In this work, we synthesized gene expression data for fluoxetine treatment in both human patients and rodent models, to better understand biological pathways affected by treatment, as well as those that may distinguish clinical or behavioral response.
Methods
Following the PRISMA guidelines, we searched the Gene Expression Omnibus (GEO) for studies profiling humans or rodent models with treatment of the antidepressant fluoxetine, excluding those not done in the context of depression or anxiety, in an irrelevant tissue type, or with fewer than three samples per group.
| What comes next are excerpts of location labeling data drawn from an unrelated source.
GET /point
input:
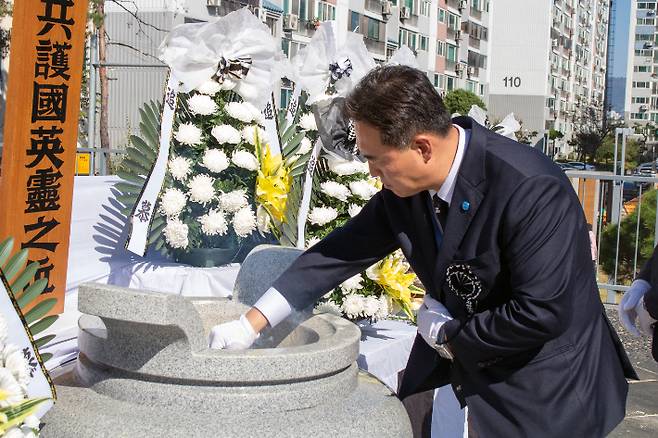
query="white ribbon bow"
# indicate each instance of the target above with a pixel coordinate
(237, 48)
(324, 63)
Included studies were systematically reanalyzed by differential expression analysis and Gene Set Enrichment Analysis (GSEA). Individual pathway and gene statistics were synthesized across studies by three p-value combination methods, and then corrected for false discovery.
Results
Of the 74 data sets that were screened, 20 were included: 18 in rodents, and two in tissue from human patients. Studies were highly heterogeneous in the comparisons of both treated vs. control samples and responders vs. non-responders, with 691 and 357 pathways, respectively, identified as significantly different between groups in at least one study.
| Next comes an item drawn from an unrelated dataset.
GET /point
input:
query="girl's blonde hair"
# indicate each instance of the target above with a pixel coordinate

However, 18 pathways were identified as consistently different in responders vs. non-responders, including toll-like receptor (TLR) and other immune pathways. Signal transduction pathways were identified as consistently affected by fluoxetine treatment in depressed patients and rodent models.
Discussion
These meta-analyses confirm known pathways and provide new hints toward antidepressant resistance, but more work is needed. Most included studies involved rodent models, and both patient studies had small cohorts. Additional large-cohort studies applying additional ‘omics technologies are necessary to understand the intricacies and heterogeneity of antidepressant response.